‘NCIS: Sydney’ might have set up an enemies-to-lovers story, but showrunner Morgan O’Neill is clearly in denial
NCIS: Sydney might have made a mistake by centering itself around two attractive people who clash at every opportunity, because there’s one guaranteed thing fans are going to beg for those two people to do: Kiss! Everybody loves an enemies-to-lovers story, and that’s what the new NCIS spinoff has established in just one episode between NCIS Agent Michelle Mackey (Olivia Swann) and AFP Agent JD Dempsey (Todd Lasance).
Unfortunately for those already rooting for the couple (#Macksey, perhaps?), show creator Morgan O’Neill is here to crush your dreams.
“We have absolutely no intention of them being anything other than good, professional colleagues,” he told The Messenger, but… “But you never know. Like, the world has a funny way of shifting the radar. But they’re cops, and they’re trying to do their job as best as possible. The internet will do what the internet does.”
The problem that O’Neill has set up for himself here is that earlier on in this same interview, he said this: “If [Mackey] says jump, [Dempsey] will jump, but he’ll make sure he does it on his terms, and he’ll make sure she knows it in a subtle way. They start off kind of like they’re Bruce Willis and Cybill Shepherd in Moonlighting. They’re head to head, but gently, slowly, they begrudgingly begin to respect one another, and they see qualities in the other person that are kind of appealing to them.”
While younger audiences might not know or remember, Moonlighting is the most classic example of two people working together to solve cases while also weathering insane romantic and sexual tension. That was before the internet was even a thing, but, like life, shipping finds a way. If you’re not planning to get your characters together, comparing them to Moonlight is a weird choice. O’Neill walked it back a bit when we pointed that out, blaming the head of Paramount Australia, Beverly McGarvey.
“It was Bev McGarvey’s reference, the Moonlighting one,” O’Neill said. “She’s like, ‘I love Moonlighting!’ I’m like, ‘This is not Moonlighting!’ And she’s like, ‘You never know!’ But they definitely have a real chemistry, and I think that’s part of the fun of the show.”
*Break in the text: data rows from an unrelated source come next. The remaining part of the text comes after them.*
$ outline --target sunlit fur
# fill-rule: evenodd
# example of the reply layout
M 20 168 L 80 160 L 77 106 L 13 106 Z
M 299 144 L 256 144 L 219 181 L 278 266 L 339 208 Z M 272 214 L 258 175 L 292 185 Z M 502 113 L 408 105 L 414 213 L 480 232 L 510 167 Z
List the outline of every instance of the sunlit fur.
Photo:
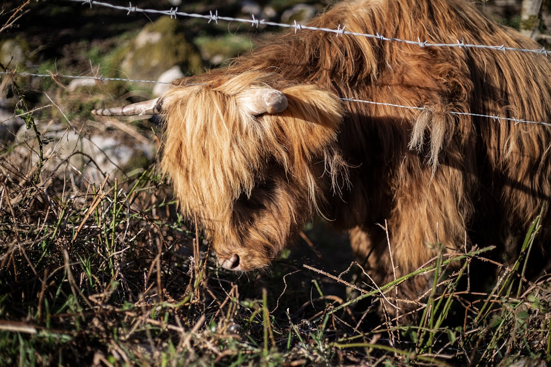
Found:
M 345 1 L 310 25 L 541 47 L 466 0 Z M 255 86 L 283 92 L 288 109 L 256 117 L 243 112 L 240 91 Z M 449 251 L 495 245 L 495 256 L 510 260 L 549 204 L 548 127 L 450 113 L 551 122 L 551 62 L 543 55 L 303 29 L 228 68 L 179 80 L 167 96 L 177 98 L 163 106 L 163 169 L 219 260 L 237 254 L 240 270 L 267 265 L 316 211 L 350 232 L 377 282 L 394 276 L 377 225 L 385 220 L 397 276 L 431 259 L 439 242 Z M 539 259 L 548 247 L 547 212 L 543 245 L 532 255 Z M 424 279 L 404 294 L 415 297 Z

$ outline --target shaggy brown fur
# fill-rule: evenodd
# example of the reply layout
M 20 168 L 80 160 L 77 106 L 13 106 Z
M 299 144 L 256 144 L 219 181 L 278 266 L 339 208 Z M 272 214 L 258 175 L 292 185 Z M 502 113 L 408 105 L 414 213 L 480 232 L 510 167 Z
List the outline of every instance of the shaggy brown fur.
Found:
M 311 24 L 339 25 L 405 40 L 541 48 L 466 0 L 346 1 Z M 288 108 L 257 116 L 241 108 L 240 94 L 262 86 L 284 93 Z M 229 68 L 179 80 L 165 97 L 163 168 L 228 269 L 268 265 L 316 211 L 350 232 L 377 282 L 394 276 L 377 224 L 385 220 L 398 276 L 430 259 L 439 242 L 450 251 L 494 244 L 500 260 L 514 259 L 549 204 L 548 127 L 450 113 L 551 122 L 544 56 L 303 30 Z M 548 233 L 539 236 L 542 251 Z M 426 286 L 419 278 L 403 295 Z

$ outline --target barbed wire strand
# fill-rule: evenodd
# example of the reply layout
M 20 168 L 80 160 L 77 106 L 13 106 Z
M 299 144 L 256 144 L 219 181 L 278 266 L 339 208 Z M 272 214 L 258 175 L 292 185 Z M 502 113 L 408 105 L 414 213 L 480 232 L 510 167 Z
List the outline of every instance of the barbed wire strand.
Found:
M 87 76 L 84 75 L 64 75 L 60 74 L 35 74 L 32 73 L 18 73 L 16 72 L 0 72 L 0 75 L 21 75 L 21 76 L 36 76 L 39 78 L 66 78 L 67 79 L 91 79 L 94 80 L 97 80 L 99 81 L 128 81 L 130 83 L 154 83 L 158 84 L 170 84 L 170 83 L 163 82 L 163 81 L 155 81 L 154 80 L 141 80 L 138 79 L 127 79 L 122 78 L 105 78 L 104 76 Z M 193 84 L 194 85 L 195 84 Z M 394 103 L 389 103 L 383 102 L 375 102 L 373 101 L 366 101 L 364 100 L 359 100 L 352 98 L 346 98 L 346 97 L 341 97 L 340 99 L 342 101 L 345 101 L 348 102 L 354 102 L 356 103 L 369 103 L 370 105 L 375 105 L 377 106 L 384 106 L 387 107 L 393 107 L 399 108 L 406 108 L 408 109 L 417 109 L 422 111 L 430 111 L 430 109 L 425 107 L 415 107 L 413 106 L 404 106 L 402 105 L 396 105 Z M 530 120 L 525 120 L 523 119 L 515 118 L 513 117 L 505 117 L 499 116 L 495 115 L 488 115 L 483 114 L 480 113 L 472 113 L 469 112 L 460 112 L 457 111 L 450 111 L 449 112 L 451 114 L 456 115 L 462 115 L 462 116 L 472 116 L 474 117 L 482 117 L 485 118 L 490 118 L 493 120 L 497 120 L 498 122 L 501 121 L 508 121 L 514 122 L 515 123 L 526 123 L 526 124 L 536 124 L 539 125 L 543 125 L 545 126 L 551 126 L 551 123 L 544 122 L 542 121 L 531 121 Z
M 485 48 L 488 50 L 492 50 L 497 51 L 501 51 L 503 53 L 505 53 L 506 51 L 514 51 L 514 52 L 528 52 L 530 53 L 535 53 L 543 55 L 545 57 L 548 57 L 547 50 L 545 48 L 542 47 L 541 48 L 536 49 L 528 49 L 528 48 L 518 48 L 516 47 L 510 47 L 505 46 L 504 45 L 476 45 L 474 43 L 466 43 L 464 40 L 460 41 L 457 40 L 456 43 L 433 43 L 429 42 L 427 41 L 422 41 L 420 40 L 418 40 L 417 41 L 414 41 L 412 40 L 403 40 L 398 38 L 395 38 L 392 37 L 385 37 L 385 36 L 377 33 L 376 34 L 370 34 L 368 33 L 359 33 L 356 32 L 350 32 L 346 30 L 346 25 L 338 25 L 337 29 L 331 29 L 331 28 L 320 28 L 317 27 L 312 27 L 306 25 L 302 25 L 300 23 L 297 23 L 296 21 L 292 24 L 286 24 L 286 23 L 278 23 L 273 21 L 269 21 L 263 19 L 257 19 L 255 18 L 253 15 L 251 19 L 245 19 L 240 18 L 233 18 L 231 17 L 223 17 L 218 15 L 218 10 L 216 10 L 213 13 L 212 11 L 207 14 L 200 14 L 191 13 L 186 13 L 185 12 L 179 12 L 178 8 L 171 8 L 170 10 L 155 10 L 153 9 L 142 9 L 138 8 L 136 6 L 134 6 L 132 4 L 132 3 L 129 3 L 129 6 L 128 7 L 123 7 L 117 5 L 113 5 L 112 4 L 110 4 L 109 3 L 105 3 L 100 1 L 96 1 L 96 0 L 66 0 L 66 1 L 69 1 L 72 2 L 80 3 L 83 4 L 89 5 L 90 7 L 91 8 L 93 6 L 98 6 L 101 7 L 104 7 L 106 8 L 110 8 L 111 9 L 115 9 L 117 10 L 124 10 L 127 12 L 127 14 L 131 14 L 135 13 L 142 13 L 144 14 L 160 14 L 164 15 L 169 15 L 171 18 L 175 18 L 177 17 L 183 17 L 187 18 L 199 18 L 203 19 L 208 21 L 208 23 L 211 21 L 214 21 L 218 23 L 219 20 L 223 20 L 225 21 L 229 22 L 239 22 L 241 23 L 247 23 L 251 24 L 251 26 L 256 26 L 258 28 L 260 25 L 268 25 L 271 26 L 280 27 L 282 28 L 294 28 L 295 31 L 300 31 L 303 30 L 310 30 L 320 31 L 322 32 L 328 32 L 329 33 L 334 33 L 337 36 L 342 36 L 344 35 L 348 35 L 351 36 L 355 36 L 358 37 L 365 37 L 367 38 L 375 38 L 381 41 L 394 41 L 394 42 L 403 42 L 408 45 L 414 45 L 422 47 L 460 47 L 463 48 Z
M 465 42 L 461 41 L 460 42 L 458 40 L 456 43 L 432 43 L 428 41 L 421 42 L 420 41 L 415 41 L 408 40 L 402 40 L 397 38 L 387 37 L 382 36 L 382 35 L 377 33 L 375 35 L 369 34 L 363 34 L 358 33 L 355 32 L 350 32 L 345 30 L 345 25 L 344 26 L 341 26 L 339 25 L 337 29 L 332 29 L 329 28 L 319 28 L 316 27 L 311 27 L 309 26 L 302 25 L 300 23 L 298 23 L 295 21 L 293 24 L 288 24 L 284 23 L 278 23 L 272 21 L 267 21 L 264 20 L 260 20 L 255 19 L 254 15 L 252 15 L 252 19 L 247 19 L 245 18 L 233 18 L 230 17 L 223 17 L 218 15 L 218 11 L 215 11 L 214 13 L 212 12 L 210 12 L 208 15 L 206 14 L 199 14 L 195 13 L 185 13 L 183 12 L 178 12 L 178 8 L 171 8 L 170 10 L 159 10 L 155 9 L 142 9 L 137 7 L 132 6 L 132 3 L 129 3 L 129 6 L 123 7 L 117 5 L 114 5 L 109 3 L 105 3 L 100 1 L 96 1 L 96 0 L 66 0 L 66 1 L 69 1 L 72 2 L 78 2 L 80 3 L 83 4 L 89 5 L 90 8 L 93 6 L 98 6 L 101 7 L 104 7 L 107 8 L 110 8 L 112 9 L 116 10 L 125 10 L 127 12 L 127 14 L 130 14 L 134 13 L 142 13 L 145 14 L 156 14 L 160 15 L 169 15 L 171 18 L 176 18 L 176 17 L 184 17 L 189 18 L 195 18 L 204 19 L 208 20 L 208 23 L 211 21 L 215 21 L 218 23 L 219 20 L 223 20 L 225 21 L 231 21 L 231 22 L 240 22 L 244 23 L 250 24 L 251 26 L 258 27 L 260 25 L 268 25 L 272 26 L 278 26 L 281 28 L 294 28 L 295 31 L 301 31 L 302 30 L 307 29 L 311 30 L 317 30 L 324 32 L 329 32 L 336 34 L 337 36 L 343 36 L 344 35 L 349 35 L 355 36 L 360 37 L 366 37 L 368 38 L 376 38 L 378 40 L 381 41 L 395 41 L 395 42 L 401 42 L 409 45 L 415 45 L 419 46 L 420 47 L 464 47 L 464 48 L 473 48 L 477 49 L 489 49 L 495 51 L 500 51 L 505 53 L 506 51 L 516 51 L 516 52 L 528 52 L 531 53 L 539 54 L 543 55 L 545 57 L 548 56 L 548 53 L 544 47 L 542 47 L 541 49 L 523 49 L 523 48 L 517 48 L 514 47 L 508 47 L 504 45 L 501 46 L 488 46 L 484 45 L 475 45 L 472 43 L 465 43 Z M 169 83 L 156 81 L 154 80 L 142 80 L 138 79 L 125 79 L 121 78 L 106 78 L 104 76 L 83 76 L 83 75 L 63 75 L 59 74 L 37 74 L 37 73 L 16 73 L 16 72 L 0 72 L 0 75 L 22 75 L 22 76 L 36 76 L 40 78 L 66 78 L 69 79 L 92 79 L 95 80 L 98 80 L 99 81 L 127 81 L 129 83 L 155 83 L 155 84 L 170 84 Z M 393 103 L 388 103 L 385 102 L 374 102 L 372 101 L 365 101 L 363 100 L 358 100 L 350 98 L 342 97 L 341 98 L 343 101 L 347 101 L 349 102 L 354 102 L 358 103 L 370 103 L 372 105 L 376 105 L 379 106 L 386 106 L 389 107 L 394 107 L 401 108 L 407 108 L 407 109 L 419 109 L 419 110 L 425 110 L 429 111 L 429 109 L 424 107 L 415 107 L 410 106 L 403 106 L 399 105 L 395 105 Z M 491 115 L 486 115 L 479 113 L 471 113 L 468 112 L 459 112 L 456 111 L 451 111 L 450 113 L 457 115 L 463 115 L 463 116 L 470 116 L 477 117 L 483 117 L 487 118 L 490 118 L 494 120 L 499 121 L 510 121 L 515 122 L 515 123 L 530 123 L 530 124 L 538 124 L 541 125 L 544 125 L 547 126 L 551 126 L 551 123 L 549 122 L 544 122 L 542 121 L 531 121 L 528 120 L 525 120 L 523 119 L 517 119 L 512 117 L 500 117 L 497 116 L 491 116 Z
O’Neill describes Dempsey as the “antidote” to Mackey. “Where she kind of snaps, he just smiles, and he’s got that larrikin Australian quality, which is a bit anti-authoritarian and ‘I really don’t give a sh– about how important you are, I’m going to treat you like a person’ type thing,” he explained. “It’s a bit disarming and confusing for Mackey, who’s used to a more rigid hierarchy.”
Over the course of the season, O’Neill says their relationship will change.
“They gently start to resonate with one another, and they get closer and closer,” he said. “Hopefully by the end, they’re using that yin yang thing in a way that wouldn’t otherwise be able to solve crimes as well. The superpower is their difference, I think. They’re a really interesting pair…When I watch it, I think they have enormous on-screen chemistry, which is matched by their enormous off-screen chemistry.”
But again, O’Neill just sees it as a “genuine friendship,” for now. We shall see!
NCIS: Sydney airs Tuesdays at 8 p.m. on CBS.